Want, Hope, Expect

So much unhappiness in the world. I’m not talking about true suffering, where people starve, or are beaten, or have brain chemistry imbalances that make them depressive and suicidal. I’m talking about the dissatisfaction of people in perfectly good high-tech countries with plenty to eat and not much likelihood of being shot. People unhappy because they’re not making enough money, or getting enough sex, or don’t have enough friends, or their presentation didn’t win the award.

What would help this? Would reminding them of the starving children help? Usually not. A sense of proportion isn’t natural to us, I think–our emotions don’t automatically readjust when we think ‘it could be worse’. Although that helps, to some degree, it doesn’t solve the problem.

So let’s look at it from the other end: what is this unhappiness? Does it arise from wanting things we can’t have? From expectations that don’t come off?

I have a fourteen-year-old child.

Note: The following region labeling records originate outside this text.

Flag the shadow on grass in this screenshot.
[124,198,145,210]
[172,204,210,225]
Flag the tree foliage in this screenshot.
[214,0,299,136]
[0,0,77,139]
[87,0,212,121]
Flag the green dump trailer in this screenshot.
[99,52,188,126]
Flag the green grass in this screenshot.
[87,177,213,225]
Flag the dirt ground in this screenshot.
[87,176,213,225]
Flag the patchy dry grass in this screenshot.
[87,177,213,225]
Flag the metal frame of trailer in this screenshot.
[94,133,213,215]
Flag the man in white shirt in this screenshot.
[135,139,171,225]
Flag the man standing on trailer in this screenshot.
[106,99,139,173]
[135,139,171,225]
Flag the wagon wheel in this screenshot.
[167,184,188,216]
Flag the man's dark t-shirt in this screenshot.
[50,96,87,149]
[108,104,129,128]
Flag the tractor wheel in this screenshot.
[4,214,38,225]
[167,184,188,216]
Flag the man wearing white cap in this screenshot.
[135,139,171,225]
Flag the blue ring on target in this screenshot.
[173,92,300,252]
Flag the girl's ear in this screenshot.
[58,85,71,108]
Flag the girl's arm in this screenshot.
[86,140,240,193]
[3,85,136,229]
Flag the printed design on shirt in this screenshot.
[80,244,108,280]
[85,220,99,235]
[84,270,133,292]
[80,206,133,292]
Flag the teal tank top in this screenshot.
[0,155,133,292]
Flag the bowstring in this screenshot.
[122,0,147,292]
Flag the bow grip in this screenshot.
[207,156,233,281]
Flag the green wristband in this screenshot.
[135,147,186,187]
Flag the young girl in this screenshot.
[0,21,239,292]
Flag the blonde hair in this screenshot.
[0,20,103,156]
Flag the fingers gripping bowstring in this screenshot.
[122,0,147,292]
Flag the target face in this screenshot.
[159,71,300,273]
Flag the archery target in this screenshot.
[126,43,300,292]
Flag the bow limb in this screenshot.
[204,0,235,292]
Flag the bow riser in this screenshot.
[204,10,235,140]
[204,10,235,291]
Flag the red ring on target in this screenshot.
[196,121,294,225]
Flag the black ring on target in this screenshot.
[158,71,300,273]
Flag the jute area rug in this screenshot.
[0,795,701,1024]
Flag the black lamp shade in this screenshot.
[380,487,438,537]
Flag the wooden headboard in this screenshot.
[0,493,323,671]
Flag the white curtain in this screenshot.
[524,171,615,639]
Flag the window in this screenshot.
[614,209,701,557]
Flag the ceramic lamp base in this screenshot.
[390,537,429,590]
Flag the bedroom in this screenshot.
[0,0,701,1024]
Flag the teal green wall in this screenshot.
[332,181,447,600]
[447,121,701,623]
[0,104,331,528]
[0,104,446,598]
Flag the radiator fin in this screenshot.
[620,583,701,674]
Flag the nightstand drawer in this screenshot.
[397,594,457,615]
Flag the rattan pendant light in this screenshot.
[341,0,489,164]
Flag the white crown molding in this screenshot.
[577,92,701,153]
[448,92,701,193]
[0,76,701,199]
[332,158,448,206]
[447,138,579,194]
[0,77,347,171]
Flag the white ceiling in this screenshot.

That means I have lots of first-hand experience with angsty, disproportionate unhappiness. I’ll give you a good example. She wants very much to lose weight, and for that reason is trying to eat better and getting a really lot of exercise. I’m very proud of her effort; she’s gone and researched it, and is working very hard. However, she’s still growing taller. When she went to the doctor and found that she’d only lost one pound (which, because of water weight and natural variation, is effectively no progress) she was cast into distress over it. Rather than thinking hey, I’ve not gained ANYTHING in this last few weeks… instead she said she’d worked very hard and got nowhere.

“Not fair!” is probably her most-used phrase. There is even less logic to many of her other grievances. Having to go to school five days a week seems to her like the worst thing ever: a huge imposition on her time and her resources, exhausting and boring her stiff. There oughta be a law against this stuff! Like all teenagers, to her the future does not exist. Neither the concept that as an adult, she will have to work harder for more hours, nor the concept of making some sacrifice now in order to improve her lot later, have any impact.

That sense of entitlement is what I want to talk about. The nature of expectation. I had a long unhappiness myself because I expected a romance to gel out of a friendship that showed all the signs. When it did not, I was very upset for a very long time. Not because I wanted it. Because I expected it. I felt I had a right to it, and the world was taking it away. It’s not a healthy attitude! I hope I’m doing better now, but I won’t swear to it until I have evidence.

So let’s define those terms.

Want. It used to mean ‘not getting a necessity’ like food or water. A person in want is not getting some or all of the basics, food, shelter, water, etc. Nowadays ‘I want’ just means there’s something you don’t have and you wish you did. It’s a desire.

Expectation. There’s a clear sense of entitlement in it, of something almost assured that will most likely happen, and you make plans accordingly. I think this is where so much of this disproportionate unhappiness comes from, at least in my own life. I have a strong tendency to see into the future, and if I turn out to be wrong, I get upset. It used to be worse; I used to be quite agitated if I didn’t know what was going to happen today, by the hour, on schedule, and if there wasn’t a plan, or if someone turned up late for something, it went against the grain. I’m nowhere near that bad now, but in emotional matters, I still project what I think’s going to happen, and it frequently sabotages me.

Hope. A wish for the future, without any constraint on what will really happen. Just a soft, fuzzy openness to the possibility, without making a plan. It’s what I strive for now.

I saw a bumper sticker at one point that made sense in this context. I don’t know where the original saying came from, and if anybody does, please enlighten me. To remember it as best I can, it went: Don’t try to get what you want; try to want what you’ve already got.

It’s not usually that simple. But I’m trying.